A Democratic Senate pattern, from Bork to the filibuster rule.


Senate Minority Leader Chuck Schumer is widely reported to have told his Democratic colleagues on Saturday that “nothing is off the table for next year” if Republicans confirm a Supreme Court nominee in this Congress. He means this as a threat that Democrats will break the filibuster and pack the Court with more Justices in 2021 if they take control of the Senate in November’s election.

So what else is new? Democrats have a long history of breaking procedural norms on judges. While packing the Court would be their most radical decision to date, it would fit their escalating pattern. Let’s review the modern historical lowlights to see which party has really been the political norm-breaker:

• The Bork assault. When Ronald Reagan selected Robert Bork in 1987, the judge was among the most qualified ever nominated. No less than Joe Biden had previously said he might have to vote to confirm him. Then Ted Kennedy issued his demagogic assault from the Senate floor, complete with lies about women “forced into back-alley abortions” and blacks who would have to “sit at segregated lunch counters.” Democrats and the press then unleashed an unprecedented political assault.

Previous nominees who had failed in the Senate were suspected of corruption (Abe Fortas) or thought unqualified (Harrold Carswell).
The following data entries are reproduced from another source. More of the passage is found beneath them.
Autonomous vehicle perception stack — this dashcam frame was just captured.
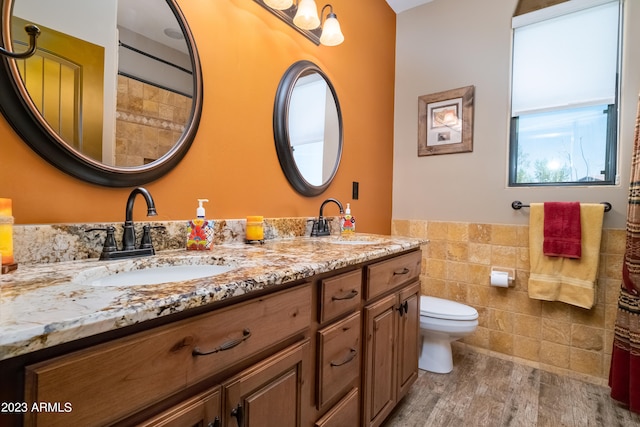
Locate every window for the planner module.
[509,0,621,186]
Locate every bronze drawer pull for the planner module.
[329,348,358,366]
[191,328,251,356]
[331,289,358,301]
[231,403,244,427]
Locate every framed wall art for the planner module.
[418,86,475,156]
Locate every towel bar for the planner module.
[511,200,613,212]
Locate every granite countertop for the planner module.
[0,234,425,360]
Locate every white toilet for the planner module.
[418,295,478,374]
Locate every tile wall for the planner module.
[116,76,192,166]
[392,220,626,385]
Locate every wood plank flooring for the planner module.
[383,346,640,427]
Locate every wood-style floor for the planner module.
[383,346,640,427]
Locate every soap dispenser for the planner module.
[340,203,356,235]
[187,199,213,251]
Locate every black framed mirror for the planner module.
[273,60,343,197]
[0,0,203,187]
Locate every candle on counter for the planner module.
[247,216,264,242]
[0,198,14,265]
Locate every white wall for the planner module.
[392,0,640,228]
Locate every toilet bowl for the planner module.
[418,295,478,374]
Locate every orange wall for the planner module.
[0,0,395,234]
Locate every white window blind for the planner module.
[511,1,619,117]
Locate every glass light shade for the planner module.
[320,13,344,46]
[293,0,320,30]
[263,0,293,10]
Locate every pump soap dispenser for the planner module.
[340,203,356,236]
[187,199,213,251]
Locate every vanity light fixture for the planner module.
[320,4,344,46]
[0,24,40,59]
[254,0,344,46]
[293,0,320,30]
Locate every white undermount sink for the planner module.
[325,236,382,245]
[84,264,236,286]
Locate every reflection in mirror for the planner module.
[11,0,193,166]
[289,72,340,186]
[273,61,342,196]
[0,0,202,186]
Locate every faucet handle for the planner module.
[140,224,167,249]
[85,225,118,254]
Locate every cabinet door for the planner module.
[397,281,420,400]
[222,339,310,427]
[362,294,398,426]
[138,386,222,427]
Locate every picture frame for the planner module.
[418,86,475,156]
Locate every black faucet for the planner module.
[86,187,164,260]
[311,199,344,237]
[122,187,158,251]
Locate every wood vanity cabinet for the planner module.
[7,250,422,427]
[362,252,421,427]
[25,284,311,427]
[138,386,222,427]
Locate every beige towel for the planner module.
[529,203,604,308]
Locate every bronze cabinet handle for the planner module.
[231,403,243,427]
[329,348,358,366]
[331,289,358,301]
[396,301,409,317]
[191,328,251,356]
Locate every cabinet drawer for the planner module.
[25,284,311,426]
[315,388,360,427]
[319,269,362,323]
[365,251,422,299]
[317,312,360,409]
[136,386,222,427]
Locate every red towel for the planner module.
[542,202,582,258]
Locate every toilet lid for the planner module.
[420,295,478,320]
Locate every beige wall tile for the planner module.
[513,312,542,341]
[511,290,542,316]
[571,324,604,352]
[569,348,604,376]
[429,240,447,259]
[447,242,469,261]
[542,301,571,322]
[542,318,571,345]
[513,335,540,362]
[469,264,491,286]
[491,224,518,246]
[427,221,449,240]
[468,243,491,265]
[410,221,626,381]
[489,308,514,333]
[447,222,469,242]
[445,261,469,283]
[489,330,513,356]
[462,326,489,349]
[491,246,517,268]
[469,224,492,243]
[540,341,571,368]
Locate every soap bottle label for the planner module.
[187,218,213,251]
[340,214,356,234]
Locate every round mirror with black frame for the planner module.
[273,61,343,197]
[0,0,203,187]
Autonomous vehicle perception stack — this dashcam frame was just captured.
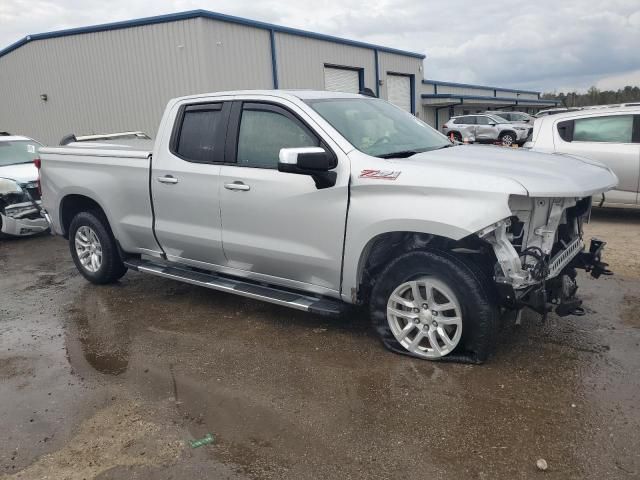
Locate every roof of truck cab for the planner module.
[0,135,40,143]
[536,106,640,122]
[175,90,373,100]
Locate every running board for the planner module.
[124,259,344,316]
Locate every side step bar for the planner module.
[124,259,344,316]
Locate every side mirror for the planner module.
[278,147,335,173]
[278,147,337,189]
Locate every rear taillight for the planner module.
[33,158,42,196]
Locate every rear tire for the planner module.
[500,132,516,147]
[370,250,499,363]
[69,211,127,284]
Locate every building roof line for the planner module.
[421,93,560,105]
[0,10,425,59]
[422,79,540,95]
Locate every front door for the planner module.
[151,102,231,267]
[220,102,349,292]
[475,116,498,140]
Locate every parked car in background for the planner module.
[0,135,48,236]
[483,110,535,125]
[525,106,640,206]
[40,90,616,363]
[442,114,529,147]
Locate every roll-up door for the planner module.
[387,74,411,112]
[324,67,360,93]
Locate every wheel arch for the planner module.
[342,230,494,304]
[58,193,111,238]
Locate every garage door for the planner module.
[324,67,360,93]
[387,75,411,112]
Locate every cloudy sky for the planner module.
[0,0,640,92]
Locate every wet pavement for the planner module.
[0,212,640,479]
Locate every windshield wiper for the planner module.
[376,150,424,158]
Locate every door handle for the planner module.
[158,175,178,184]
[224,181,251,192]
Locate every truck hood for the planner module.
[0,163,38,183]
[391,145,618,197]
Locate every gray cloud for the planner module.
[0,0,640,91]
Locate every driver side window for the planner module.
[237,104,320,169]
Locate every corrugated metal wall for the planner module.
[438,85,493,97]
[0,18,272,144]
[195,19,273,93]
[275,32,376,91]
[0,19,204,144]
[0,18,422,145]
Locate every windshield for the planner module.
[307,98,451,157]
[0,140,42,167]
[489,115,509,123]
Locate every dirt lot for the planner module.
[0,211,640,480]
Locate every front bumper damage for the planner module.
[478,198,612,317]
[496,238,612,317]
[0,188,49,237]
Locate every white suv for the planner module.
[524,106,640,206]
[442,114,529,147]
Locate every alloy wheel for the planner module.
[387,277,462,359]
[74,225,102,273]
Bork was defeated because of distortions about his jurisprudence. This began the modern era of hyper-politicized judicial nominations, though for the Supreme Court it has largely been a one-way partisan street.

No Democratic nominee has been borked, to use the name that became a verb. Even Justice Sonia Sotomayor, whose left-wing legal views were obvious upon her nomination, received a respectful GOP hearing and was confirmed 68-31 with nine GOP votes. Justice Ruth Bader Ginsburg was confirmed 96-3, Stephen Breyer 87-9, and Elena Kagan 63-37.

Democrats, meanwhile, have escalated to character assassination. Clarence Thomas was unfairly smeared on the eve of a Senate vote and barely confirmed. Democrats accused Samuel Alito of racism and sexism for belonging decades earlier to an obscure Princeton alumni group.

Democrats promoted the uncorroborated claims of women accusers against Brett Kavanaugh from his high school and college years. Sen. Sheldon Whitehouse undertook a deep dive into Justice Kavanaugh’s high-school yearbook. This treatment has become the real Democratic Party “norm.”

• Filibustering appellate nominees. It’s mostly forgotten now, but in George W. Bush’s first term Senate Democrats pioneered the use of the filibuster to block nominees to the circuit courts. That was also unprecedented.

Miguel Estrada was left hanging for 28 months before he withdrew, though he had support from 55 Senators. A 2001 Judiciary Committee memo to Sen. Dick Durbin was candid in urging opposition to Mr. Estrada because “he is Latino” and couldn’t be allowed to reach the D.C. Circuit Court of Appeals lest he later become a candidate for the Supreme Court.

Democrats also filibustered or otherwise blocked appellate nominees Priscilla Owen, Janice Rogers Brown, Charles Pickering Sr., Henry Saad, Carolyn Kuhl, William Pryor, David McKeague, Richard Griffin and William Myers, among others.

This violation of norms was stopped only after the GOP regained the majority and threatened to change Senate rules. A handful of Senators in both parties then negotiated a deal to vote for nominees except in “extraordinary circumstances.” Republicans did not unilaterally break the filibuster for judicial nominees.

• Breaking the filibuster for appellate nominees. That norm-breaker was executed by Democrats in 2013, led by then Majority Leader Harry Reid with the enthusiastic support of Barack Obama. Democrats rewrote Senate rules in mid-Congress, on a party-line vote, to add three seats to the D.C. Circuit. The goal was to stack that court with liberals who would rubber stamp Mr. Obama’s “pen” and “phone” regulatory diktats.

Those liberals have done that numerous times, while sometimes blocking President Trump’s deregulatory rule-makings. But the political cost has been high, as we warned at the time. Harry Reid’s precedent allowed GOP leader Mitch McConnell to do the same when Democrats tried to filibuster Neil Gorsuch. The GOP majority can now confirm Mr. Trump’s next nominee with 51 votes.